The advent of keyed magitech allowed engineers to link large groups of fast-processing logic circuits, ushering in a new age of digital technology. High-resolution videos and audio can be sent through portal links. However, due to the broadcasting problem, computer networks are still limited to small intranets of a few machines each.

Entertainment

For most of Empyria's history, audio and video were recorded on analog tapes that had to be physically manufactured and shipped across the dangerous wilderness to be distributed to other cities, making them prohibitively expensive. Instead of bothering with home entertainment systems, people went to public venues like theatres or bars to experience movies and music, treating it like a social event with friends. The recent advances in digital data transfer and storage have made television sets and music players more popular, though it is still associated with the upper classes.

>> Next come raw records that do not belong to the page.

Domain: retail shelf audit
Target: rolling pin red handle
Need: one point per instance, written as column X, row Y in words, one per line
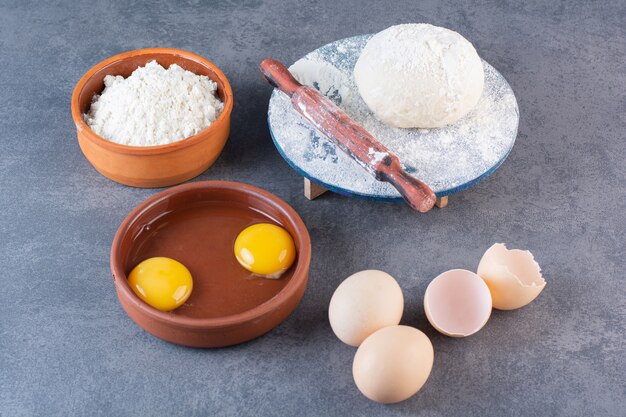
column 279, row 76
column 417, row 194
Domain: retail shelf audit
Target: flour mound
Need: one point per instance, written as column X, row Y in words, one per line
column 154, row 106
column 419, row 75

Some enterprising inventors have taken to creating interactive media with these new tools, known as video games. The average person is unlikely to have much experience with them yet, unless they have a particularly fancy phone with games built in, but there is a growing enthusiast community determined to spread them to the world.

War & Medicine

Weaponry

Since long-range attack spells are fairly easy to learn, almost all personal weapons are melee. Swords and spears are the most common, but since most of the people using these weapons are adventurers (read: independent weirdos with too much money), there is a baffling variety of strange and specialized weapons in existence. Weapons can be "enchanted" with simple spell circuits powered by the wielder's mana to customize them even further.

Artillery and siege engines are rare; usually, mages serve that role. The typical army formation has several mobile tents full of mages at the very back, who work together to cast large complex spells that rain fire down upon the enemies. However, Orlis has recently developed war machines capable of casting spells faster than a group of mages and from longer distances, and their involvement secured Orlis's victory in the latest Orlis-Wywick war.

Health

Due to the complexity of the human body, it is extremely difficult to use magic for medical applications. For example, although it is theoretically possible to magically stitch up internal bleeding without surgery, you would need intimate knowledge of the exact location of the wound at every moment of the process in order to construct the proper spells. Although medical tools are sometimes magic-powered, the procedures and methods are constructed from regular non-magical medical knowledge.

That said, the wars in the past few decades have led to huge advances in medical technology. Untreatable diseases are rare, and traumatic amputations have high survival rates. In recent years, Orlis has even developed magitech prosthetics that respond to muscle movement, though they're still prohibitively expensive for most.